Now computing the gradinets using ForwardDiff works, but using Zygote throws an error:

Zygote.gradient(loss, p)

DimensionMismatch: arrays could not be broadcast to a common size; got a dimension with lengths 64 and 2 Stacktrace: [1] _bcs1 @ ./broadcast.jl:529 [inlined] [2] _bcs @ ./broadcast.jl:523 [inlined] [3] broadcast_shape @ ./broadcast.jl:517 [inlined] [4] combine_axes @ ./broadcast.jl:512 [inlined] [5] instantiate @ ./broadcast.jl:294 [inlined] [6] materialize @ ./broadcast.jl:873 [inlined] [7] (::NNlib.var"#145#148"{SubArray{Float32, 1, LinearAlgebra.Diagonal{Float32, SubArray{Float32, 1, Vector{Float32}, Tuple{UnitRange{Int64}}, true}}, Tuple{Base.Slice{Base.OneTo{Int64}}, Int64}, false}, Matrix{Float32}})() @ NNlib ~/.julia/packages/NNlib/O0zGY/src/activations.jl:903 [8] unthunk @ ~/.julia/packages/ChainRulesCore/zgT0R/src/tangent_types/thunks.jl:204 [inlined] [9] unthunk @ ~/.julia/packages/ChainRulesCore/zgT0R/src/tangent_types/thunks.jl:237 [inlined] [10] wrap_chainrules_output @ ~/.julia/packages/Zygote/jxHJc/src/compiler/chainrules.jl:110 [inlined] [11] map @ ./tuple.jl:275 [inlined]

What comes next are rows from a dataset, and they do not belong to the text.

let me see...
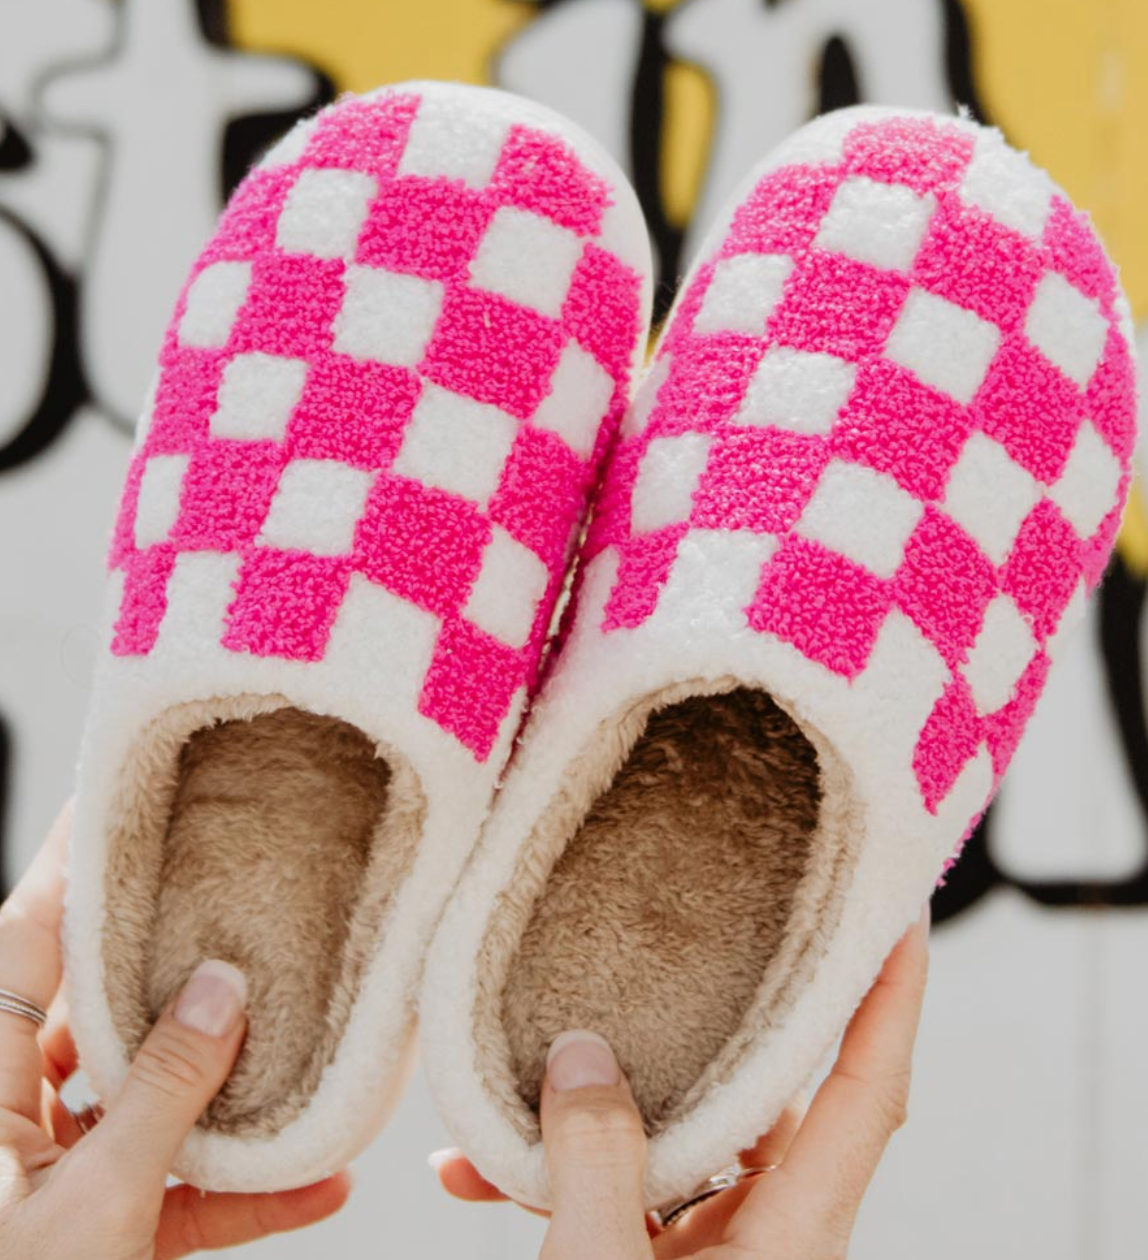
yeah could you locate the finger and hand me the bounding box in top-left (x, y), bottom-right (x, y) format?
top-left (539, 1030), bottom-right (653, 1260)
top-left (154, 1172), bottom-right (352, 1260)
top-left (735, 907), bottom-right (929, 1244)
top-left (79, 959), bottom-right (247, 1201)
top-left (432, 1148), bottom-right (557, 1222)
top-left (431, 1150), bottom-right (511, 1203)
top-left (40, 1008), bottom-right (78, 1092)
top-left (0, 803), bottom-right (69, 1121)
top-left (739, 1093), bottom-right (807, 1170)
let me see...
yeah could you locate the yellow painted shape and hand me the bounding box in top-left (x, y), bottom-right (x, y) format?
top-left (227, 0), bottom-right (533, 93)
top-left (661, 60), bottom-right (716, 229)
top-left (961, 0), bottom-right (1148, 320)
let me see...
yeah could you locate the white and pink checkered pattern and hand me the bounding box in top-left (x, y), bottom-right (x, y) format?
top-left (107, 86), bottom-right (646, 761)
top-left (585, 113), bottom-right (1136, 816)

The problem can only be resolved if I changed the sensealg to TrackerAdjoint() and the types to Float64

Open an issue on SciMLSensitivity.jl. There’s some ongoing work on improving the SDE adjoints, though discrete adjoints (like TrackerAdjoint) do have some advantages on this kind of SDE.